J’ai toujours été un énorme fan de Roger Dean. De premières versions de la pochette étaient entourées d’une structure obscurcie ressemblant à une grotte, donc ça donnait l’impression de jeter un coup d’œil dans une grotte – c’était l’idée. J’ai pensé : « Mais si on faisait ça un peu plus à la manière de Roger Dean, avec des structures comme des colonnes de pierres et ce genre de choses, peut-être que ça pourrait marcher. » Il en a alors fait quelque chose qui ressemblait moins à une grotte et qui était plus organique, d’une certaine façon, et c’était parfait. Je sais que Niklas aime bien Roger Dean, mais il n’est pas un gros fan comme moi. Ensuite, nous avons commencé à parler des couleurs et du fait que nous voulions que ce soit différent d’Atoma, bien sûr, mais aussi différent d’à peu près tout ce qu’on voit dans le metal aujourd’hui. Je n’ai pas arrêté de penser au jeu vidéo Firewatch qui possède cette palette de couleurs vraiment sympas, très chaudes – beaucoup dans l’orange, le rouge et le jaune, ça représente une forêt en feu, en gros, vu qu’on incarne un gardien du feu dans le jeu – mais c’est vraiment très beau. Je lui ai montré ça. Ce n’est pas un joueur et j’essaye de le convertir – parce que moi je suis un énorme joueur, j’adore les jeux vidéo – mais il n’a jamais le temps pour ça. Je lui ai envoyé des extraits sur YouTube, et il était là : « Ouais, d’accord, maintenant je vois de quoi tu parles. » Je lui ai aussi montré des extraits de Destiny 2 : des structures et environnements qui ont l’air bizarres et que je pensais pouvoir l’inspirer. Pas qu’il en ait besoin, mais parfois j’espère juste que peut-être certains de mes centres d’intérêt s’insinuent un peu dans ses œuvres !
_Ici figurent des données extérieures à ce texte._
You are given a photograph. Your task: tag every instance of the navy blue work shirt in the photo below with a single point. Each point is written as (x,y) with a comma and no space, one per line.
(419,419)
« Projector était une grosse expérience pour nous. Nous en avions un peu marre qu’on nous étiquette comme un groupe de death metal de Göteborg et rien d’autre. Nous nous sentions un peu piégés dans un genre que nous avions contribué à créer. »

Si on suit l’idée de cet album, du moment, et si on pense à la carrière de Dark Tranquillity, quels seraient les moments majeurs ou charnières de cette dernière ?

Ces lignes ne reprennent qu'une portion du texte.